The presentation of these three films together is a first for a Canadian audience. Tsui has also contributed “two lenticular light boxes,” creating what Wang refers to as “an old-fashioned animation effect” that responds to viewer’s gaze.

“When you move in front of the light box, there is a sequence change,” she explains. “You’ll see the figure move, change their gestures.”

Tsui’s Spectral Residue (2025), an on-site mural with “traces of acrylic paint and ink through mulberry paper” is also on display. Wang adds that matches were used to create “smoke stains,” leaving “a very haunting presence.”

Finding home in myths

Wang sees both artists invoking traditional genres as storytelling tools. These tools provide conceptual frameworks for interpreting personal experiences or contemporary events. She argues their critique of modernity is related to their engagement with the “dialectical nature of utopia and dystopia.”

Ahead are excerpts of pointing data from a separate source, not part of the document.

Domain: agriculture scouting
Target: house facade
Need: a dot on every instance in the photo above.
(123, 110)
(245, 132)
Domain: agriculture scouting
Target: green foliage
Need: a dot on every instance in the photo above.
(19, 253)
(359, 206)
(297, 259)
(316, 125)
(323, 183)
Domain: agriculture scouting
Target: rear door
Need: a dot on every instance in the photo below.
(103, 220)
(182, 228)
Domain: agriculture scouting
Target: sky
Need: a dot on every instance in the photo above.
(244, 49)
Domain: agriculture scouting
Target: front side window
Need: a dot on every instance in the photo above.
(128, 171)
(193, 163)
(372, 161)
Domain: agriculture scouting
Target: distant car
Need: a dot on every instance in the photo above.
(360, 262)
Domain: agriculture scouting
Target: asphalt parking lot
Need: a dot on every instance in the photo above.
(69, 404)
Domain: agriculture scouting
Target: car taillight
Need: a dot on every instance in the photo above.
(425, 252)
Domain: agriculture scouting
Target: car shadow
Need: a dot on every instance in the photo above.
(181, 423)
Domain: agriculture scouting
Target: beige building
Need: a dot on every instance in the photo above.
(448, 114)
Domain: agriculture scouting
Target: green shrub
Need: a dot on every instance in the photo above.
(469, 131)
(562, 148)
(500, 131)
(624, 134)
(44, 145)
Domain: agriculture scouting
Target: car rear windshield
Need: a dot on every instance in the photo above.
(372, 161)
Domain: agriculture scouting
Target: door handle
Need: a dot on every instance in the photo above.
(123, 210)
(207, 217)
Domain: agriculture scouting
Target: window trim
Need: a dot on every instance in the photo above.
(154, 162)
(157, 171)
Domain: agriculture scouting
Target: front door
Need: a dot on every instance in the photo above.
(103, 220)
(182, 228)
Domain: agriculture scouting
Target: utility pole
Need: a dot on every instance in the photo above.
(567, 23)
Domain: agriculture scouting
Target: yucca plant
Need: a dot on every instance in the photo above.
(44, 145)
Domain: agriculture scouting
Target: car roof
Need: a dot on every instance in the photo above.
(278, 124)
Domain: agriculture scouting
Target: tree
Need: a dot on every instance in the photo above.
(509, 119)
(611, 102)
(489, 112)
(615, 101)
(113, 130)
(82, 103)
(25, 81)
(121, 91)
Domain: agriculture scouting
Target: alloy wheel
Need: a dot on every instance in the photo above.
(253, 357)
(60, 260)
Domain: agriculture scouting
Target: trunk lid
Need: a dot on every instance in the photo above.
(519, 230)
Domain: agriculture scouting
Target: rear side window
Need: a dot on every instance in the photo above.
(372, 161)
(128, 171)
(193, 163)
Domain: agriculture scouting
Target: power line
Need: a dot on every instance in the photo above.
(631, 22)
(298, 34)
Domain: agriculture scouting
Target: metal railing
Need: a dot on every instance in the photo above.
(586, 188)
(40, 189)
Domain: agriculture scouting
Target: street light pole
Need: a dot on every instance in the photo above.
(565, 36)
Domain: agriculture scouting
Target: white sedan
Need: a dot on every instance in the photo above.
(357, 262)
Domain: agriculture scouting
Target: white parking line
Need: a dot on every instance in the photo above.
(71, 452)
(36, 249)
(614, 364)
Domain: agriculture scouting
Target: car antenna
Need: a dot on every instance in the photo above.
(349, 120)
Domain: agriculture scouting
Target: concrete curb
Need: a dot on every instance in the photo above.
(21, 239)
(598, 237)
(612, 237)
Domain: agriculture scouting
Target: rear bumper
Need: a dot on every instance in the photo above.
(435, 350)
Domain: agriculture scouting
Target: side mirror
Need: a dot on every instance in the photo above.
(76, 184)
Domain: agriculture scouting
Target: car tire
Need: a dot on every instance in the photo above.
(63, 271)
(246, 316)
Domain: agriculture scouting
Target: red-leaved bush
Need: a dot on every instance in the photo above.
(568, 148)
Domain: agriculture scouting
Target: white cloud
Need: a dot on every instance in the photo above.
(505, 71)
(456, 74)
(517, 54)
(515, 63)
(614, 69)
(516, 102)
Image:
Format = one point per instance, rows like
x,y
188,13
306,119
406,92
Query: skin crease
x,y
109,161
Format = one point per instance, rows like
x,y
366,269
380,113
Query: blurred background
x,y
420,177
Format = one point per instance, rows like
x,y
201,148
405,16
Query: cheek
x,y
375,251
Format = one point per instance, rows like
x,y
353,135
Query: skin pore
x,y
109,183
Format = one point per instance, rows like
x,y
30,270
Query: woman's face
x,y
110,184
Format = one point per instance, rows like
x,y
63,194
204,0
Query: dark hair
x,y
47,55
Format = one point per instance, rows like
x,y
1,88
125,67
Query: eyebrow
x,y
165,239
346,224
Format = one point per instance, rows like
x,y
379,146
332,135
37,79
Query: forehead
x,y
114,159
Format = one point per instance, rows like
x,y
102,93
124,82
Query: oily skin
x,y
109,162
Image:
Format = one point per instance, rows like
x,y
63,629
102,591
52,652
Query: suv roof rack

“Whenever you speak of one, you are inevitably evoking the other, especially in our current state of the world,” she explains. “It’s interesting to have a space to imagine and escape to a parallel universe or reinterpret what is happening around us.”

Tsui’s critique happens through references to wuxia or martial arts fiction. The genre dates to roughly the same period as The Classic of Mountains and Seas.

The stories focus on “chivalric figures” helping those in need, offering frameworks for justice beyond government-sanctioned methods. Wang says Tsui offers the genre “as an insurgent possibility” for the Hong Kong diaspora.

“He transposes these martial arts worlds into vanished sites or displaced sites in Hong Kong, giving these marginalized spaces or subjects more narrative, depth and agency,” she explains.

Wang says another link between the artists is their desire to reclaim cultural heritage. The curator also felt a strong desire to engage with her heritage after leaving her hometown of Hangzhou. She adds that mythologies offer a way to let “our guards down.”

“You don’t have to know a lot of historical context just to read this short mythological or folklore story,” Wang concludes. “It leads you to nuanced and interesting entry points of a culture or an even broader historical consciousness.”